A colleague kindly handed me a printout of the following e-mail from the College Board, and I was surprised to see that it hadn’t made its way to my inbox. I noticed no chatter on the lists (though I receive the digests), and Google is so far silent:
Dear AP Latin Educator,
We are writing to provide an update to the message you received from us in June 2009, concerning the process for revising the AP Latin program. In that message we indicated that the AP Latin Development Committee had met in March 2009, to make the following preliminary decisions about the new AP Latin course:
Revise the current AP Latin: Vergil course to include two authors, and both poetry and prose readings.
Retain Vergil, but reduce significantly the number of lines of the Aeneid currently required in AP Latin: Vergil.

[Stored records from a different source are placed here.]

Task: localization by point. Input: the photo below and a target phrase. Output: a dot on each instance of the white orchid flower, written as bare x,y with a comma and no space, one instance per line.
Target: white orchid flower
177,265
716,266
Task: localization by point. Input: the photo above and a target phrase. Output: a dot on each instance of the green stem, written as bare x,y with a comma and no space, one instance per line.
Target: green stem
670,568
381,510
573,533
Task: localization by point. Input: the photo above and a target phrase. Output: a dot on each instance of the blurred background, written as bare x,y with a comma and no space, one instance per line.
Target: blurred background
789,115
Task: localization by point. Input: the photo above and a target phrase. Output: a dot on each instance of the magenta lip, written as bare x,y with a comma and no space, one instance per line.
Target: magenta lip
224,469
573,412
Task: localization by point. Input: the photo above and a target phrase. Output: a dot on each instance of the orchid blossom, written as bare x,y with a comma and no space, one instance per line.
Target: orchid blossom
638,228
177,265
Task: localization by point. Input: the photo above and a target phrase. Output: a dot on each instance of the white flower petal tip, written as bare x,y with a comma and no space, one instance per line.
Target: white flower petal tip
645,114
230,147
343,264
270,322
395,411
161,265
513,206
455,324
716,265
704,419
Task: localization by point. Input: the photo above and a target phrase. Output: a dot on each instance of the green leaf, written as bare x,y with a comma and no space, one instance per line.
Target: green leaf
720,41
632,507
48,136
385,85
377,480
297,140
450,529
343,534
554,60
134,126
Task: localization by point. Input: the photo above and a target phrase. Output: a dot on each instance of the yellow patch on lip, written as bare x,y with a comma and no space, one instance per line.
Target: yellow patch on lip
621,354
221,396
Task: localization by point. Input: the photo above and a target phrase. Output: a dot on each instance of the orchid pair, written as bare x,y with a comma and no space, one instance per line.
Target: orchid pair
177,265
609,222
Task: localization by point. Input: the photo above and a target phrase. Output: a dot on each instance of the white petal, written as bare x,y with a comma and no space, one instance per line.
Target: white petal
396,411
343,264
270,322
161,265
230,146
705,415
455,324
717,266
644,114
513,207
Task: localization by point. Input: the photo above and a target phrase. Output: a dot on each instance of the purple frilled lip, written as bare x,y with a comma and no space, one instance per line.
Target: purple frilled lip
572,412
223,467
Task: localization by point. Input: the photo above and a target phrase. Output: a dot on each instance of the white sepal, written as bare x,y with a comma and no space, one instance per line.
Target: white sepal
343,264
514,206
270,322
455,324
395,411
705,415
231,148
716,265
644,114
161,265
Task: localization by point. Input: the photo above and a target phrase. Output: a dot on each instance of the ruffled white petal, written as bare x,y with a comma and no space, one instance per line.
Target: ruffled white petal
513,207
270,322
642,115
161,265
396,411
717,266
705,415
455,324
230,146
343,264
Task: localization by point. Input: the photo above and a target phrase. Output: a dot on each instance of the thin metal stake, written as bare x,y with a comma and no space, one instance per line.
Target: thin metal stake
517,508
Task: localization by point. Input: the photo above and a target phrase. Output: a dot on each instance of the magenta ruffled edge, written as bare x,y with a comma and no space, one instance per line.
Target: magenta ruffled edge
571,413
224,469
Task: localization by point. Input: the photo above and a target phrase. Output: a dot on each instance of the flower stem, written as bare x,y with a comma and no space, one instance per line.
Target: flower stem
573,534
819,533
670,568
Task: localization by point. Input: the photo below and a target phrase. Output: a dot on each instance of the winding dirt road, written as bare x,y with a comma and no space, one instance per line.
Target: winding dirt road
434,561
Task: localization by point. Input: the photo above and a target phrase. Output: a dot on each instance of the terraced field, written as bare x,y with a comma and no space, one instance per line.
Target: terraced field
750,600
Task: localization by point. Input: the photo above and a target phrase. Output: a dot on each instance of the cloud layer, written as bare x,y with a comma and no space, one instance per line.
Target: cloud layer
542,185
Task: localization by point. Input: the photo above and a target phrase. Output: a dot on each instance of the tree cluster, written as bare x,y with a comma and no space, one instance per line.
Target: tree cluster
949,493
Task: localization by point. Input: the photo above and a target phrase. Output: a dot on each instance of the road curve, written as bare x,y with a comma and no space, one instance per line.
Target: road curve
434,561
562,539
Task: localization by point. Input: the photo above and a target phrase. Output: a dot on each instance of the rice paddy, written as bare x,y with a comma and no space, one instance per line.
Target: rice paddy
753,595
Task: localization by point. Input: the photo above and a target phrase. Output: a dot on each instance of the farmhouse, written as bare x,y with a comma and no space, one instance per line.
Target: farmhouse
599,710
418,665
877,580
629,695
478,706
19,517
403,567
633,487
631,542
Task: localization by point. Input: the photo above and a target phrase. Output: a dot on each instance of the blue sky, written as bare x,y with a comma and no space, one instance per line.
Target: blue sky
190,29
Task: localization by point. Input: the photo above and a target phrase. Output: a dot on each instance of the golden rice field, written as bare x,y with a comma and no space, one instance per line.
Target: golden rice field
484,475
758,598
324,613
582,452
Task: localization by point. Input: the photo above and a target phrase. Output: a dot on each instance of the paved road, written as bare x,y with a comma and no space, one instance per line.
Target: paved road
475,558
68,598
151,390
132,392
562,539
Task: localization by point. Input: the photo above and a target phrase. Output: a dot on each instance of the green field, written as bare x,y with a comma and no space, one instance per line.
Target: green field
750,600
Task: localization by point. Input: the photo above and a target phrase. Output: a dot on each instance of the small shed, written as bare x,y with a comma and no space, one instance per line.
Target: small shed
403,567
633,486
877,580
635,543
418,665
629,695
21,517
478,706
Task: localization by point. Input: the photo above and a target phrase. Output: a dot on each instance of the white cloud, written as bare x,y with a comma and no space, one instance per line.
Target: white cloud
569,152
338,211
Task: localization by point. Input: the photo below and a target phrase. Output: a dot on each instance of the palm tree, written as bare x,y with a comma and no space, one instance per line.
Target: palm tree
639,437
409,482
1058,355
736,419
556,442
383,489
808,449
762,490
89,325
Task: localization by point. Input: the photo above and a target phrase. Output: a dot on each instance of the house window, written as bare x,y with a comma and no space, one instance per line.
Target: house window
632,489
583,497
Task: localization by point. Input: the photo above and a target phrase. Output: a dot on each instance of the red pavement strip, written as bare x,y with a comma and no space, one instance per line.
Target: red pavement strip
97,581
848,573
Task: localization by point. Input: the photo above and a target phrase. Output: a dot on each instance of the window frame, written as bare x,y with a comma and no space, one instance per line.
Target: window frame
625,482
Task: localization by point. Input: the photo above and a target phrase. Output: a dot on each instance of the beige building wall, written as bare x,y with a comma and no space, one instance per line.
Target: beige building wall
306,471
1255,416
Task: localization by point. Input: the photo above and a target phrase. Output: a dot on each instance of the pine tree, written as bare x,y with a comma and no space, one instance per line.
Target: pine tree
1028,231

Include Caesar as the prose author.
Since the time of that message the AP Latin Development Committee has spent several months working on the new syllabus of required readings, considering very carefully the many thoughtful suggestions received from AP Latin teachers and college and university faculty. While the new syllabus isn’t ready yet for publication, we can now share the following details, which would, at the earliest, take effect in the 2012-2013 academic year. For Vergil, the number of lines of the Aeneid read in Latin will be reduced approximately by half; required reading in Latin comes from books 1 through 6 only. For Caesar, the required reading in Latin will come from both the Bellum Gallicum and the Bellum Civile.
There’s more, including information on various conferences where the details will be discussed, but frankly I’m ready for bed, and I’d rather not keep typing. You can rest assured that the current AP Vergil syllabus will remain in place through May 2012.